Tuttavia, questo terreno comune non costituisce elemento sufficiente per riconoscere l'automatica trasposizione di tutti gli istituti dall'una all'altra fattispecie, soprattutto per quello che riguarda il versante contributivo (meno che mai quando si tratti di applicare una deroga sostanziale all'obbligo ordinario). Per quanto l'indennità di maternità sia corrisposta secondo le modalità e i criteri previsti per la malattia, la stessa conserva tuttavia una sua autonomia in relazione a vari aspetti, quali l'evento protetto, i soggetti beneficiari, il livello di prestazioni garantito.

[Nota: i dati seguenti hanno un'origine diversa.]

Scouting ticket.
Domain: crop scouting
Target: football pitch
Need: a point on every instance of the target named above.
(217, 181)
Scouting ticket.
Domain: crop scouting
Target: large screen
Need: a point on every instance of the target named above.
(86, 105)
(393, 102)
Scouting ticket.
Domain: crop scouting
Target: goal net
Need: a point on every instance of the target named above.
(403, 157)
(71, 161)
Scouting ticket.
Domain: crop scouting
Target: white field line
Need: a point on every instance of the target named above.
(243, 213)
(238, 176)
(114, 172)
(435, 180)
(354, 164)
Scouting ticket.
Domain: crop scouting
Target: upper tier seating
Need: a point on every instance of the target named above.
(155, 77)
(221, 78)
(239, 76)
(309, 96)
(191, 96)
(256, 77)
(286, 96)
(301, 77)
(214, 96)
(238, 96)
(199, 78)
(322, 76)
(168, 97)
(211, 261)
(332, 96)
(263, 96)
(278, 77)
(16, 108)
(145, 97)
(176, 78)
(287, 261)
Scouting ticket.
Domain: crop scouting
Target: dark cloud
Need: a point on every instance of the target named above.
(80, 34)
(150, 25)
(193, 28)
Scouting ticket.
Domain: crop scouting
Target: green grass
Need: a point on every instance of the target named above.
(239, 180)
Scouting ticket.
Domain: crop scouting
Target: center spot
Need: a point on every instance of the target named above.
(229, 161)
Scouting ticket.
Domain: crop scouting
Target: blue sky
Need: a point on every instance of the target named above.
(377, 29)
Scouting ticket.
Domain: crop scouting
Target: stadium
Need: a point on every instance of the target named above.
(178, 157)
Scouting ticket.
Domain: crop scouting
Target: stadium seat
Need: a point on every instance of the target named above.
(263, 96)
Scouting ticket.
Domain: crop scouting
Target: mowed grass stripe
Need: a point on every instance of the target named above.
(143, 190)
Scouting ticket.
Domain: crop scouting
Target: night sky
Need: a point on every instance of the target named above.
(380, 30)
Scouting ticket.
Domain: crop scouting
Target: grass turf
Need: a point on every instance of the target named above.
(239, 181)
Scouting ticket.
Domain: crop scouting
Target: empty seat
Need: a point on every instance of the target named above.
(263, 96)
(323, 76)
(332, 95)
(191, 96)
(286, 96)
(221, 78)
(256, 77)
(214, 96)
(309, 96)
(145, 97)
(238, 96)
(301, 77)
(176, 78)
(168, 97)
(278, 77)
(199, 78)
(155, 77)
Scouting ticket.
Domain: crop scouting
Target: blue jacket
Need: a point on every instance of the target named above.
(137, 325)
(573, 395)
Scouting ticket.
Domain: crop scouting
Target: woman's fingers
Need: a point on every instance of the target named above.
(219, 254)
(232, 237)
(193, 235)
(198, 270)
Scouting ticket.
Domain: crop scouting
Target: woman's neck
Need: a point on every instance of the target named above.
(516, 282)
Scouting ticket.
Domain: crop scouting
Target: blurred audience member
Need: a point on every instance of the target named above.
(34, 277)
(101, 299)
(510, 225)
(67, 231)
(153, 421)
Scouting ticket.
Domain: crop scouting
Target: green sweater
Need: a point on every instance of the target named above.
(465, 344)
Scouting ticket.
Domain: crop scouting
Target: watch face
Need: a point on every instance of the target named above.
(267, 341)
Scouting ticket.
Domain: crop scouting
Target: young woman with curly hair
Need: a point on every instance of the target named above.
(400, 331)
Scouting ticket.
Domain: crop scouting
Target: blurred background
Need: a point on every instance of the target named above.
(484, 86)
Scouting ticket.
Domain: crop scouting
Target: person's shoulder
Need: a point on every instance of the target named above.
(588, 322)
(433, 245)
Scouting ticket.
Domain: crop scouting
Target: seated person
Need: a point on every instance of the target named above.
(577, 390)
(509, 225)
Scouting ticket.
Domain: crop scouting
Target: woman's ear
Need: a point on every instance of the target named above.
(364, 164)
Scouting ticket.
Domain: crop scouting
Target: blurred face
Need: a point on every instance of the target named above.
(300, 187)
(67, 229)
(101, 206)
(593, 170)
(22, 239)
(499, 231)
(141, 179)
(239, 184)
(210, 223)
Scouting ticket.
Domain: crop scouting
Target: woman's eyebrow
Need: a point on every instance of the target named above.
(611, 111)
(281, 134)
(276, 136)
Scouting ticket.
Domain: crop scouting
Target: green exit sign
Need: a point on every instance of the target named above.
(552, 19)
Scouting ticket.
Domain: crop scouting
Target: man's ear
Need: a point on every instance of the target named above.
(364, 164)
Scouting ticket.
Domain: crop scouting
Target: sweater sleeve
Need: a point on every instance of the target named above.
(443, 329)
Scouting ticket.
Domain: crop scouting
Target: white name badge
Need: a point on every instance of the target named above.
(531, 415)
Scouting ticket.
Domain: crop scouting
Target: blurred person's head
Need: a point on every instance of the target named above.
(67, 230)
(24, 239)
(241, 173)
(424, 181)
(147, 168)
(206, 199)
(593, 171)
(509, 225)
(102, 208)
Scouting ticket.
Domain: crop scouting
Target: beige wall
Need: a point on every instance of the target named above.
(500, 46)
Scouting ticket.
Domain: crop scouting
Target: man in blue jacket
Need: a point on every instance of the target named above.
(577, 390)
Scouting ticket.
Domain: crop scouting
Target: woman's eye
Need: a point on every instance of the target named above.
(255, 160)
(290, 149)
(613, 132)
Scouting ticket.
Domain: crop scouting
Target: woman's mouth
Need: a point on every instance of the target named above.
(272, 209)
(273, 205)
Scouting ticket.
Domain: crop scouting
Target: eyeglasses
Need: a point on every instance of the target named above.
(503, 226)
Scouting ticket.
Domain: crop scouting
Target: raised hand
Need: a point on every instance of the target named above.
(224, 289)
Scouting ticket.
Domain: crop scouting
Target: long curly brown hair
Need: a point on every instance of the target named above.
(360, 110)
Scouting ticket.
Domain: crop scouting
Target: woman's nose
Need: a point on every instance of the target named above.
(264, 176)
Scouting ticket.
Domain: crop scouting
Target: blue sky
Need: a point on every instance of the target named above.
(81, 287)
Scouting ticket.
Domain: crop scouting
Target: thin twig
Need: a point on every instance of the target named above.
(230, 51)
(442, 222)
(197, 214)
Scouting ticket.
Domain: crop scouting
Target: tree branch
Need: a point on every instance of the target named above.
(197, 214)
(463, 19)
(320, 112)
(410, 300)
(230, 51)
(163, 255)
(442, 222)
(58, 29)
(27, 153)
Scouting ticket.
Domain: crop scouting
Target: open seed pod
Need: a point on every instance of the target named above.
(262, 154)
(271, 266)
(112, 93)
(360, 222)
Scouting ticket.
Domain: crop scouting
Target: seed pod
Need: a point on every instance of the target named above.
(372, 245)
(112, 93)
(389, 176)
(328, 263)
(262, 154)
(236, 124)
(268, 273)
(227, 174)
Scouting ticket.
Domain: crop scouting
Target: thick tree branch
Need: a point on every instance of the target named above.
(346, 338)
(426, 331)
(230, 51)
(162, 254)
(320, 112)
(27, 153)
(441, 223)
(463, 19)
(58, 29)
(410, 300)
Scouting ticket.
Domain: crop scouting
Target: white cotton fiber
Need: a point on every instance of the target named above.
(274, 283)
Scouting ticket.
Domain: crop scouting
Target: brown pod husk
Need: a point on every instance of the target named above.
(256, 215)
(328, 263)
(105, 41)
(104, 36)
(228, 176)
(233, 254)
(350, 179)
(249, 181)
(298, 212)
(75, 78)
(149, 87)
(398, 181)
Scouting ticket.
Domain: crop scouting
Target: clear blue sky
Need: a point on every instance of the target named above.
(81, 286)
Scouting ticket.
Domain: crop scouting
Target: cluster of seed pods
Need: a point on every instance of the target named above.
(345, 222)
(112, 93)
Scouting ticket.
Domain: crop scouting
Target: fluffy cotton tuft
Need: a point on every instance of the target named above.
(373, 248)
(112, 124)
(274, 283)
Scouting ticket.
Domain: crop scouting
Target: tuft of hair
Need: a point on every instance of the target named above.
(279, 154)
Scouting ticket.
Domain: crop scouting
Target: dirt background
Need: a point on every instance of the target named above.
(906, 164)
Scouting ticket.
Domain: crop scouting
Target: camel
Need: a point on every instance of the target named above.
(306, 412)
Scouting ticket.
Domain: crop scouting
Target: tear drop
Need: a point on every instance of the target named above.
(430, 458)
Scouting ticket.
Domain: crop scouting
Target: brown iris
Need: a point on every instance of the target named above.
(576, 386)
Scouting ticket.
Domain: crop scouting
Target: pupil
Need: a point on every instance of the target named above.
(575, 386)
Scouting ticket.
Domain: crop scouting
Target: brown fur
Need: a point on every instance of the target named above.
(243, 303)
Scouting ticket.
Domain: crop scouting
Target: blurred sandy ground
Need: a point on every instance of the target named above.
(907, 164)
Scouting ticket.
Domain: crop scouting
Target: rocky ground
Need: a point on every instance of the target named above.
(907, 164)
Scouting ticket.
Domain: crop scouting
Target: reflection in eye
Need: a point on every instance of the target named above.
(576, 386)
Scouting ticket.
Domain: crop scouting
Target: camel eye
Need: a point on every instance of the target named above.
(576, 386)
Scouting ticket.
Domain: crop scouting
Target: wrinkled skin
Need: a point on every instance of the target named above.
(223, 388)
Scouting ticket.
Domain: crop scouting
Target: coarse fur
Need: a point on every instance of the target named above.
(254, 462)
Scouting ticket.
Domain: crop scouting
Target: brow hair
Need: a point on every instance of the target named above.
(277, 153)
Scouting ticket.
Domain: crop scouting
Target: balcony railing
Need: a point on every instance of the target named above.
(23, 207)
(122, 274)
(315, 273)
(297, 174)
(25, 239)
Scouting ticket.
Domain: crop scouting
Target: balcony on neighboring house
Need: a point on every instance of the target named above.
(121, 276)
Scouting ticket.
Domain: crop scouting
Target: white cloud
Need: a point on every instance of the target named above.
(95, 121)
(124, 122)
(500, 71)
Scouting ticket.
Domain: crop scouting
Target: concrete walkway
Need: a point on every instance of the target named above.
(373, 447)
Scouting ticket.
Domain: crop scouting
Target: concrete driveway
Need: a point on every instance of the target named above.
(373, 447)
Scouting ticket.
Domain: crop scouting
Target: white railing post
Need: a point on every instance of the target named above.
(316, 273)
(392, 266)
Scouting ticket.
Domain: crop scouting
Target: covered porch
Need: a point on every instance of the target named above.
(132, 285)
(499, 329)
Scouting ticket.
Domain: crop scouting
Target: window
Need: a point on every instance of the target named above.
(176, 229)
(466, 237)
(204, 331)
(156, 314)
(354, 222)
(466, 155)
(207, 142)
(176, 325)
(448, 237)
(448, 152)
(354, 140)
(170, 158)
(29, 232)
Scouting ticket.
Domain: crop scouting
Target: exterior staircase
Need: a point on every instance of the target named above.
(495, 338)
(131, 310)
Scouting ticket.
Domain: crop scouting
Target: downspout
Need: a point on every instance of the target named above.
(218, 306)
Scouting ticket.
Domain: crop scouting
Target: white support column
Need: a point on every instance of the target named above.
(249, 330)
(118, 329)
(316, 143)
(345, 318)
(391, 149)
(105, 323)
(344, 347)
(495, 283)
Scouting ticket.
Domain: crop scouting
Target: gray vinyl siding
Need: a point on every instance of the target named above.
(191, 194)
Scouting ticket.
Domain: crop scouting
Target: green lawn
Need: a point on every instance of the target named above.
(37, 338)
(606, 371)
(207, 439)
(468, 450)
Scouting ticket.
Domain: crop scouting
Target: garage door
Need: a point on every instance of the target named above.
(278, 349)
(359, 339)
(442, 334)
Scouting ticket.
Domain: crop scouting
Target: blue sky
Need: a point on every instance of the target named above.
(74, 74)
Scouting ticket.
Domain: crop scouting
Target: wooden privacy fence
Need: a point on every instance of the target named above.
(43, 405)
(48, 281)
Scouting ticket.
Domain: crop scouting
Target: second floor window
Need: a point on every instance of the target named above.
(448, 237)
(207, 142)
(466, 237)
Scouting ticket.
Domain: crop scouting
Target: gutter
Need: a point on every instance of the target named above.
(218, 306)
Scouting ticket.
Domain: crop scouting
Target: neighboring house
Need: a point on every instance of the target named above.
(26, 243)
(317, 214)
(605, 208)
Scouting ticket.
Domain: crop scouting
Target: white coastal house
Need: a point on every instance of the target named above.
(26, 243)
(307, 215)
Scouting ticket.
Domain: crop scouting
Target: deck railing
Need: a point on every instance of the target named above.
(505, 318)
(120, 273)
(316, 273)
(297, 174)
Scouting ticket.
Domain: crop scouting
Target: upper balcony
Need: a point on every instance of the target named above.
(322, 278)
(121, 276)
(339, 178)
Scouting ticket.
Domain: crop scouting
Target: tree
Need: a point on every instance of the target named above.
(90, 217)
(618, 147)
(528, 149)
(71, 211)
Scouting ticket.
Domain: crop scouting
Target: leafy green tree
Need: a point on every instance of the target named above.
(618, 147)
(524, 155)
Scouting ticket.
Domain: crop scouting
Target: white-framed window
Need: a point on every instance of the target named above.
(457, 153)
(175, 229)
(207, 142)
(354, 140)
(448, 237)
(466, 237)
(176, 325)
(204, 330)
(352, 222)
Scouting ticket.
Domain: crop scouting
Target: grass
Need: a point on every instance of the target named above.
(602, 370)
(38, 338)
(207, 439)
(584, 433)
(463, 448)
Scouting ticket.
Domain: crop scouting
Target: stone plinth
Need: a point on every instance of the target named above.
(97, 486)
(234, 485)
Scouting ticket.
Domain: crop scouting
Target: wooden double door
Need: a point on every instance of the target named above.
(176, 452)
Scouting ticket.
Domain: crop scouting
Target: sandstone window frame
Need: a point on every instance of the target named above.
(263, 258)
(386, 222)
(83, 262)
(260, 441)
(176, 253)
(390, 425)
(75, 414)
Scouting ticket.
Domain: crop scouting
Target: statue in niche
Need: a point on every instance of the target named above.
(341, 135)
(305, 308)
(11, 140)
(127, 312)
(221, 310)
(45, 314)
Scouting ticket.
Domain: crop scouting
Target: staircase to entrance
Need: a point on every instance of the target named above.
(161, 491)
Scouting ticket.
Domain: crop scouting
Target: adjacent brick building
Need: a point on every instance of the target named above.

L'assimilazione tra i due interventi riguarda, storicamente e nell'analisi giurisprudenziale, le sole questioni economiche relative alla disciplina delle prestazioni ma non il tema dell'obbligo contributivo. Quindi, ove vi sia una così importante deroga all'obbligo contributivo normale, tale deroga deve essere interpretata restrittivamente e solo per le ipotesi espressamente previste, a nulla rilevando l'assolvimento in via esclusiva dell'onere della relativa prestazione da parte del datore di lavoro.